President Obama and Mitt Romney could probably learn something from these guys. Better yet, Mitch McConnell and Harry Reid. Even John Boehner and Nancy Pelosi — although given their genders (and Furman’s housing rules), that might be a stretch in this case.
Still, if 2013 Furman graduates Thomas Hydrick, executive director of College Republicans, and Ben Saul, president of College Democrats, can become friends and roommates, maybe — just maybe — there’s hope for the gridlock, hostility and inter-party bickering that mars today’s political landscape from the South Carolina state house to Washington, D.C. Can’t we all just get along? Two Phi Beta Kappa Furman gentlemen from the Palmetto State have shown it can be done.
In past years on campus, relationships between groups of opposite political persuasions had not always been particularly cordial. Saul noticed the tension as early as his freshman year, and has been praised for his efforts to bring groups together to co-sponsor events that promote an exchange of ideas. Since 2011, the College Democrats and College Republicans have joined to organize programs and panel discussions concerning issues such as the federal budget, school safety, and U.S.-Mexico relations, which featured former Mexican president Vicente Fox.
And whether they’ve meant to or not, through their bipartisan example Hydrick and Saul have served as models for everyone on campus.
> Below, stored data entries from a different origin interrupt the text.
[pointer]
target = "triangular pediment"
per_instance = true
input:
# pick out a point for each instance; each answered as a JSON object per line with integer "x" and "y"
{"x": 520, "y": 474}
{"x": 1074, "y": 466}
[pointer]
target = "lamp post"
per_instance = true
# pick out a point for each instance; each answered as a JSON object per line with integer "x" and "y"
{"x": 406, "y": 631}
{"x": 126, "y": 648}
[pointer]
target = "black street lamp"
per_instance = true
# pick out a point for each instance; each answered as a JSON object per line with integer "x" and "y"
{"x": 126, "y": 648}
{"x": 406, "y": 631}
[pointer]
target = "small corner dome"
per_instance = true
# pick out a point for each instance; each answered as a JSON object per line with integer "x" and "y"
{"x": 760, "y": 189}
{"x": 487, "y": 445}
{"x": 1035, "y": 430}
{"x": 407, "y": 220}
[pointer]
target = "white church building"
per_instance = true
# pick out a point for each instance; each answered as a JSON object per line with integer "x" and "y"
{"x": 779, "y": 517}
Although they won’t have each other to banter with next year, they’re ready for the next steps in their lives. Hydrick, a history and political science major from Columbia, plans to pursue a Master of Philosophy degree in historical studies at England’s Cambridge University, then enroll at Vanderbilt University Law School. Saul, a Greenwood resident focused on poverty studies, is spending the summer working for the Office of Rural Outreach at the U.S. Department of Education. In the fall he’ll be a graduate fellow with Furman’s Richard W. Riley Institute, working at Scott’s Branch High School in rural Summerton, S.C., part of the state’s “Corridor of Shame.” He plans to attend graduate school and become an educator.